POLITICAL ROW: Diane Abbott, Andrew Neil and Michael Portillo
AS LONG as This Week has been part of the BBC menu on a Thursday evening, I have positioned myself on the sofa in order to join Michael Portillo and Diane Abbott as they discussed political events.
Presenter Andrew Neil did not matter. He has for some time now been a fifth-rate presenter, way behind the likes of Jeremy Paxman, Sky’s Adam Boulton, Channel Four’s Jon Snow and so many others.
Abbott and Portillo were sufficient, sitting next to each other as though they were fellow students in a common room at university. The ease of communication between them negated any possibility of a gladiatorial contest normally seen between politicians on different TV programmes.
I spoke with Diane Abbott casually only a few weeks ago at a book festival in Stoke Newington, north London, where she is a sitting MP.
I told her that I looked forward to the programme weekly. And that the chemistry between her and Portillo has a lot to do with the fact that they are both children of immigrants with a unique way of seeing issues. Fact is, they attended the same secondary school and that helps.
I speak of the programme now in the past tense because I have switched off for good. I have no interest whatsoever in boring conversations between Portillo and Hazel Blears, Carol Flint and Andy Burnham.
Neil wrecked the programme – there can be no reconciliation with Diane after he spewed so much bile all over her a couple of weeks ago.
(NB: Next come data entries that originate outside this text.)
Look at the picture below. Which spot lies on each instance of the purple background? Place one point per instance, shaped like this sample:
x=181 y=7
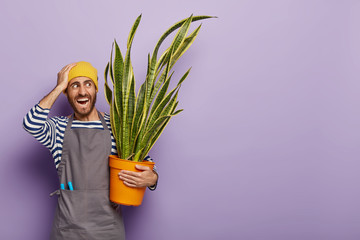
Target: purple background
x=268 y=144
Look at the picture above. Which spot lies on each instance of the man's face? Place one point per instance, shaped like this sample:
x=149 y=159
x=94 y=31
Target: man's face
x=81 y=94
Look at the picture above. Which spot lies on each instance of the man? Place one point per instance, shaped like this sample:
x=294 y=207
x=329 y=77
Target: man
x=80 y=145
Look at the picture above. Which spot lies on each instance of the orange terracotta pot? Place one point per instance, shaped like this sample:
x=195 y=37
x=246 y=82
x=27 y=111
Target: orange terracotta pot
x=119 y=192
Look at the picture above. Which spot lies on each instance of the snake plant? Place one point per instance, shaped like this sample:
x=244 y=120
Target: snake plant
x=137 y=121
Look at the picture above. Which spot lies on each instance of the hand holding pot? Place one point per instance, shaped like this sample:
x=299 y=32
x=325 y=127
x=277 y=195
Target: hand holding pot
x=146 y=178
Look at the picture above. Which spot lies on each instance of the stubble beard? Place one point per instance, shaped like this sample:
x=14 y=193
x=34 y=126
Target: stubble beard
x=75 y=106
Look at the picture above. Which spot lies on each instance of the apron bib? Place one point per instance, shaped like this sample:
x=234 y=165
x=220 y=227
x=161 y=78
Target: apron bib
x=86 y=211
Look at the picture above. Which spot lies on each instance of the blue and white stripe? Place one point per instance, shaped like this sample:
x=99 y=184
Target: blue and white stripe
x=50 y=132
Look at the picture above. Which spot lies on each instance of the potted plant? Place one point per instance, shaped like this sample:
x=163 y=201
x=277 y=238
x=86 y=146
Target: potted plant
x=137 y=120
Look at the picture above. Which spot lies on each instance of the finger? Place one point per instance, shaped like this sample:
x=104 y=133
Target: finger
x=68 y=67
x=142 y=168
x=130 y=173
x=129 y=178
x=130 y=184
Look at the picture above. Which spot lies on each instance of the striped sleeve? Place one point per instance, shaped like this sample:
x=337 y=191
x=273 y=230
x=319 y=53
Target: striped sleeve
x=36 y=123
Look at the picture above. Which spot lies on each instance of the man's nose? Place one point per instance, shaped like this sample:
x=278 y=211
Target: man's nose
x=82 y=90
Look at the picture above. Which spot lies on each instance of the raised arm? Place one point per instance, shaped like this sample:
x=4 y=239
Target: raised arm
x=62 y=82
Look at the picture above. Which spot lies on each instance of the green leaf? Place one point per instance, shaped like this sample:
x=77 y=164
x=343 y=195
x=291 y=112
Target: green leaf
x=148 y=135
x=132 y=32
x=185 y=45
x=173 y=28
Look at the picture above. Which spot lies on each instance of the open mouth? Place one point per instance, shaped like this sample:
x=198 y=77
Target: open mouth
x=82 y=101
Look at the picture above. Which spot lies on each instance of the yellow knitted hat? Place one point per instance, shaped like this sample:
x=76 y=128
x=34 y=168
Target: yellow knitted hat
x=84 y=69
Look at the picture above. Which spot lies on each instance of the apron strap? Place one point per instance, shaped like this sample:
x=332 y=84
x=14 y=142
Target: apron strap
x=71 y=119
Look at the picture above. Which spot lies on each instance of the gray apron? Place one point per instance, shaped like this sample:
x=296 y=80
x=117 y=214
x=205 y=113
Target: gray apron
x=86 y=212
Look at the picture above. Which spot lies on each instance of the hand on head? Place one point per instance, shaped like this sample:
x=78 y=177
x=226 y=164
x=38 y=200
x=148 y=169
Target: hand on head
x=63 y=75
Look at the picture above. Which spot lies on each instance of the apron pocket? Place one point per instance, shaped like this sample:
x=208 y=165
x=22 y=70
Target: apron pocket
x=86 y=209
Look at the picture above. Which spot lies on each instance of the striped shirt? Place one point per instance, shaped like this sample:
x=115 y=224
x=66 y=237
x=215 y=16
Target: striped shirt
x=50 y=131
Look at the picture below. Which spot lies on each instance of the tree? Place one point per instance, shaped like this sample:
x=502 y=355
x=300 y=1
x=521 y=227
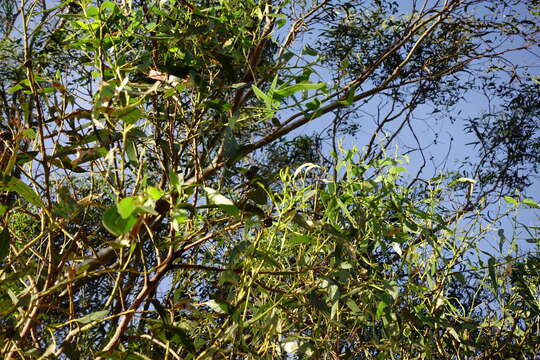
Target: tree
x=158 y=203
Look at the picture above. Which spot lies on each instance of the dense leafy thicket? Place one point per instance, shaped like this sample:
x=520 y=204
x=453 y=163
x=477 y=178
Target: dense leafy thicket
x=174 y=181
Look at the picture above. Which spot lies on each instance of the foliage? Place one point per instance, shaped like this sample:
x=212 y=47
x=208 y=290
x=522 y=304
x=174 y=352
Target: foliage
x=158 y=199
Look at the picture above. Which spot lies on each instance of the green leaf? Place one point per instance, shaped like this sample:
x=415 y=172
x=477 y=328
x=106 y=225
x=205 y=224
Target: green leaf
x=219 y=307
x=4 y=243
x=93 y=316
x=493 y=275
x=531 y=203
x=129 y=114
x=308 y=50
x=261 y=96
x=10 y=183
x=127 y=206
x=314 y=104
x=511 y=200
x=231 y=148
x=291 y=89
x=154 y=192
x=116 y=224
x=221 y=201
x=380 y=309
x=302 y=239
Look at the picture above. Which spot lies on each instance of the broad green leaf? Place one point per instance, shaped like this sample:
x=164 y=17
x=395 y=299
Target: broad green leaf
x=4 y=243
x=221 y=201
x=261 y=96
x=511 y=200
x=129 y=115
x=531 y=203
x=127 y=206
x=154 y=192
x=231 y=148
x=492 y=275
x=219 y=307
x=291 y=347
x=302 y=239
x=291 y=89
x=308 y=50
x=380 y=309
x=93 y=316
x=116 y=224
x=10 y=183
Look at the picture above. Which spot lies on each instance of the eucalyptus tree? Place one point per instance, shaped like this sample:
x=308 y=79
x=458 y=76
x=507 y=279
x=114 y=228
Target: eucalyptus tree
x=159 y=202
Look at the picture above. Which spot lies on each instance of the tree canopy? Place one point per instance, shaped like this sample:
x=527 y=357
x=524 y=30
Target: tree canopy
x=222 y=179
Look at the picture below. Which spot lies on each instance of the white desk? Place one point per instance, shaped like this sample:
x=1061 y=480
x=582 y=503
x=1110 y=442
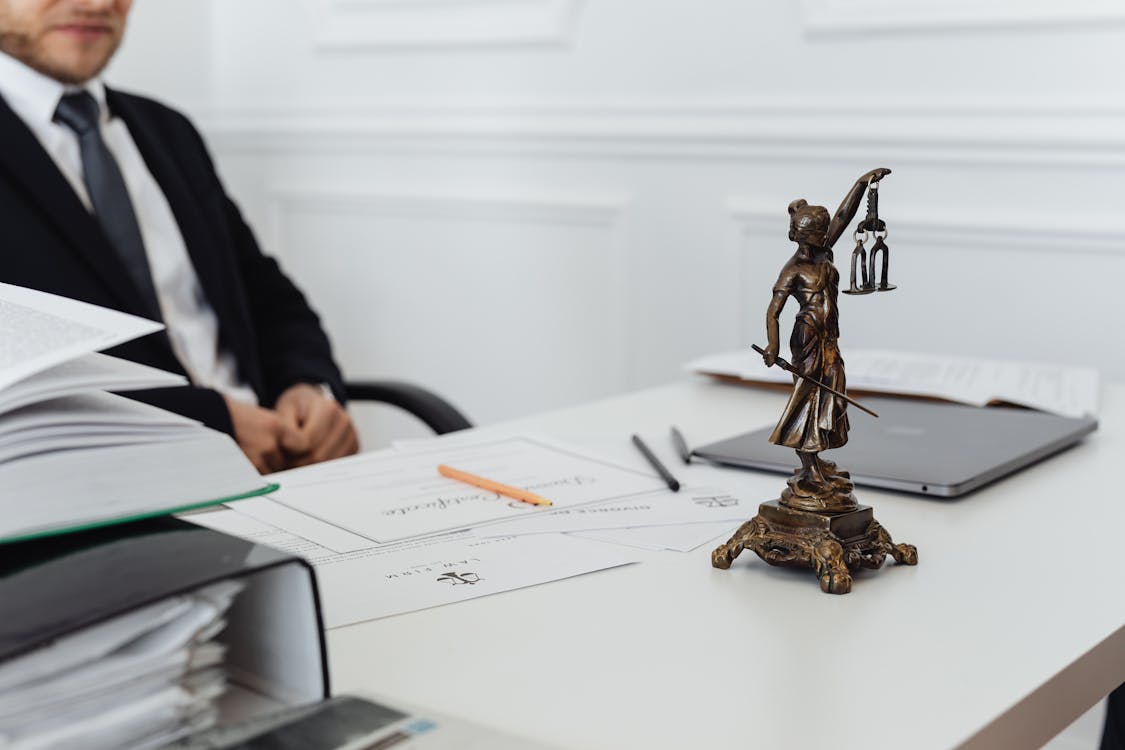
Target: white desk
x=1009 y=627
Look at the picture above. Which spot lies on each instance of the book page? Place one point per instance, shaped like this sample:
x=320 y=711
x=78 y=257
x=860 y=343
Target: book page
x=38 y=331
x=1063 y=389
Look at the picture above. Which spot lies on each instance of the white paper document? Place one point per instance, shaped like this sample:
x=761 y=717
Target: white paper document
x=392 y=579
x=1062 y=389
x=677 y=539
x=395 y=495
x=691 y=505
x=38 y=331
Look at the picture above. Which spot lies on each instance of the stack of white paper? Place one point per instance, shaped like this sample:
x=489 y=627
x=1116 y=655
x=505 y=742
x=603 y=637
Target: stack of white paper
x=140 y=680
x=388 y=534
x=72 y=454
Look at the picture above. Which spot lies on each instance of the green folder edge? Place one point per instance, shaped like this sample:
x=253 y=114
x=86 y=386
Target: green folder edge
x=120 y=520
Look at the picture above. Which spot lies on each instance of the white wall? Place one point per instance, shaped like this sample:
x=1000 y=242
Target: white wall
x=532 y=202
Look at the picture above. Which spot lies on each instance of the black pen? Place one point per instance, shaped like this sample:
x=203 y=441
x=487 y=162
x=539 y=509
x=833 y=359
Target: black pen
x=681 y=444
x=665 y=475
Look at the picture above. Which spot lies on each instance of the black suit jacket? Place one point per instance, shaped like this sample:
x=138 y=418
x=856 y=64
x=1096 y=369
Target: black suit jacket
x=50 y=241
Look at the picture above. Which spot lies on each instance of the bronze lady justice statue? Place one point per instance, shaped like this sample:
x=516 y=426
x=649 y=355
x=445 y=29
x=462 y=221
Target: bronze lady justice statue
x=817 y=522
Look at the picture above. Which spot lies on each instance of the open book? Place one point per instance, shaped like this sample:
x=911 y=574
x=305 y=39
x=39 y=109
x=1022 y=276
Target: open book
x=74 y=455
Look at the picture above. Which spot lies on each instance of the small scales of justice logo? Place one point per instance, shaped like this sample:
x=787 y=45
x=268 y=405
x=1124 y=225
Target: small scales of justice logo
x=459 y=579
x=717 y=500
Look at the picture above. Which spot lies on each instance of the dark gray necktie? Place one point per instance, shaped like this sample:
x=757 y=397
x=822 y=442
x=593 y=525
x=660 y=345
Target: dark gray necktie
x=104 y=181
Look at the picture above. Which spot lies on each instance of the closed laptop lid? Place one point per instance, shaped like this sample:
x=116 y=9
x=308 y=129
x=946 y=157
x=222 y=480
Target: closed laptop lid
x=921 y=446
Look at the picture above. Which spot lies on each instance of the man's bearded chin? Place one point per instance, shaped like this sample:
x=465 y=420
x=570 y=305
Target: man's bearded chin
x=24 y=48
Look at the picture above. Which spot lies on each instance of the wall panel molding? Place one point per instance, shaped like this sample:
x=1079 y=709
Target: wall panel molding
x=865 y=16
x=585 y=209
x=380 y=25
x=1088 y=134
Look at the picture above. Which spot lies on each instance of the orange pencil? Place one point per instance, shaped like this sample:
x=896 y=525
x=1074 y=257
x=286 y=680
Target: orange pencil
x=514 y=493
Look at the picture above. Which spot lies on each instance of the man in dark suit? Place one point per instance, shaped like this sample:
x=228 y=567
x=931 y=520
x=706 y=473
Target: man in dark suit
x=113 y=199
Abbott, throughout her campaign for the leadership of the Labour party, had to face the question as to why, left-winger as she is, she sent her son to private school. No mention that he went on to an international school in Ghana to complete his pre-university education. Ghana is the land of Kwame Nkrumah, a huge figure in the anti-colonial movement which chased the British out of Africa.
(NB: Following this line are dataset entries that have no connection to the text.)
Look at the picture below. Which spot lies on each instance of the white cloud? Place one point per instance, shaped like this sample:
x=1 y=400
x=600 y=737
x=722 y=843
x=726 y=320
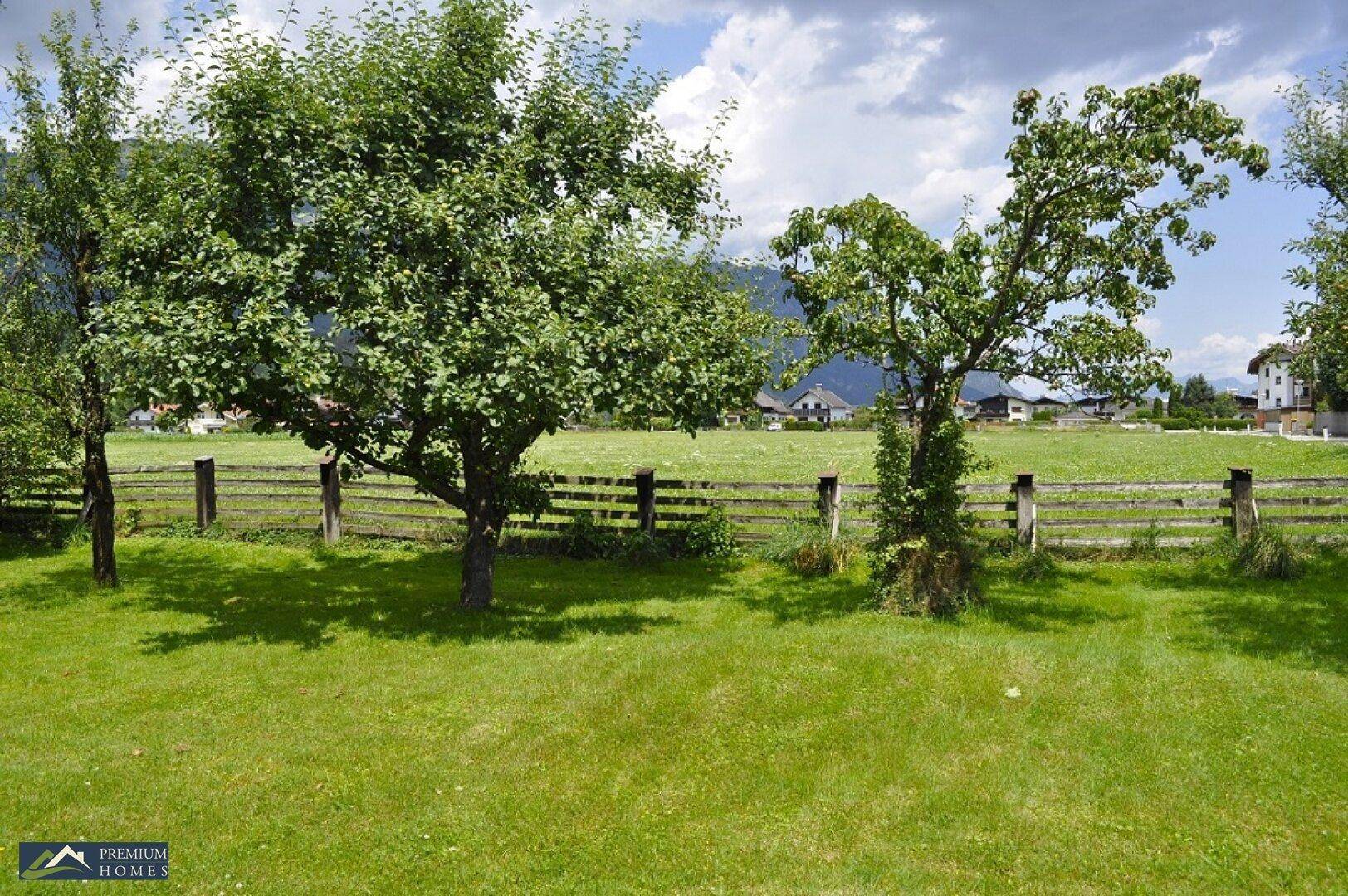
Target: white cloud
x=1222 y=354
x=808 y=131
x=1149 y=326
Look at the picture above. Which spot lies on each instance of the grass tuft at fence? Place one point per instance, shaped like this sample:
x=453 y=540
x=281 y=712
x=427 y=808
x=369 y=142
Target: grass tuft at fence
x=1079 y=515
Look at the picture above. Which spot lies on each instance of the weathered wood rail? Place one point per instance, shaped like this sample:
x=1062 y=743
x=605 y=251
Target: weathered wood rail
x=313 y=498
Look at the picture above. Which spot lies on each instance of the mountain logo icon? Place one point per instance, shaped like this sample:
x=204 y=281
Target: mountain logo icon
x=50 y=863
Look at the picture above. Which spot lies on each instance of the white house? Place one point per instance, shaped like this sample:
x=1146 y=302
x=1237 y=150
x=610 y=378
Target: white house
x=1045 y=403
x=821 y=406
x=1285 y=403
x=143 y=419
x=1006 y=405
x=149 y=419
x=1110 y=407
x=773 y=410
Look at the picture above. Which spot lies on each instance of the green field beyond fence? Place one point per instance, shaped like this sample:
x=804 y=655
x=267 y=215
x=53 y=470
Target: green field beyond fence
x=313 y=498
x=1107 y=455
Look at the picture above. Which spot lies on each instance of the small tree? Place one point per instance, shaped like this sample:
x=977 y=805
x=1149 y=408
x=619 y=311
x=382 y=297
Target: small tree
x=423 y=241
x=1317 y=158
x=56 y=189
x=1049 y=290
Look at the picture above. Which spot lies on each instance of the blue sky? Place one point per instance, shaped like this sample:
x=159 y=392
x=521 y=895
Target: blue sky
x=911 y=101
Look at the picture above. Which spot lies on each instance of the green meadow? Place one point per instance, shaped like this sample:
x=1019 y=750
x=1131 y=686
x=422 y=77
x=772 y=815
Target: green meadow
x=297 y=720
x=1103 y=455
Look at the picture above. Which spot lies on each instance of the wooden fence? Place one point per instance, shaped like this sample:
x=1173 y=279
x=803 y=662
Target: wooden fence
x=313 y=498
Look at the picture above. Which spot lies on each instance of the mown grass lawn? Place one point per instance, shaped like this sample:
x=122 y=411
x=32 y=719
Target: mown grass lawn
x=300 y=720
x=739 y=455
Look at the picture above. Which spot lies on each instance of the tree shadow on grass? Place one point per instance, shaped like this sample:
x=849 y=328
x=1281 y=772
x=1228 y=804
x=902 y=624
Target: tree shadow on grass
x=789 y=597
x=1049 y=606
x=1302 y=621
x=309 y=598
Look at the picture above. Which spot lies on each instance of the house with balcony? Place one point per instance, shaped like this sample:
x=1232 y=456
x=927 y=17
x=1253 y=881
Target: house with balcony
x=1006 y=406
x=821 y=406
x=1285 y=403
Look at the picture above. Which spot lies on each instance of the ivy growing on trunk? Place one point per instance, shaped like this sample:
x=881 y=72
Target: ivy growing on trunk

Abbott reasoned when challenged about her son’s education by Neil that West Indian mums will go to the wall for their children. Neil asked: “So black mums love their kids more than white mums do they?”
He repeated this inane question several times. And there is more to come from Neil. “Supposing Michael Portillo said ‘white mums will go to the wall for their children’, isn’t that a racial remark?” Neil smirked as he went into overdrive.
A simple fact escaped him. Diane did not mention the words ‘black mums’ at all. She said, ‘West Indian mums’. A presenter of a mainstream programme should know West Indian mums are made up of all races. Black, Indian, Chinese, white, and much else – all of whom were socialised and brutalised on the Caribbean sugar plantations under the yoke of slavery and later brutally imposed colonialism.
Neil found himself trapped in monumental ignorance about those of us who migrated to the UK from the Caribbean.
Abbott is absolutely right in her reference to Caribbean women. The only way out of the sugar plantations from which thousands of us died through disease and physical brutality is due to education. No inheritance of stocks and shares.
I wish Diane Abbott’s son well. Neil is but an empty vessel manufacturing noises of the uncivilised. This Week won’t last without Abbott and Portillo on the sofa.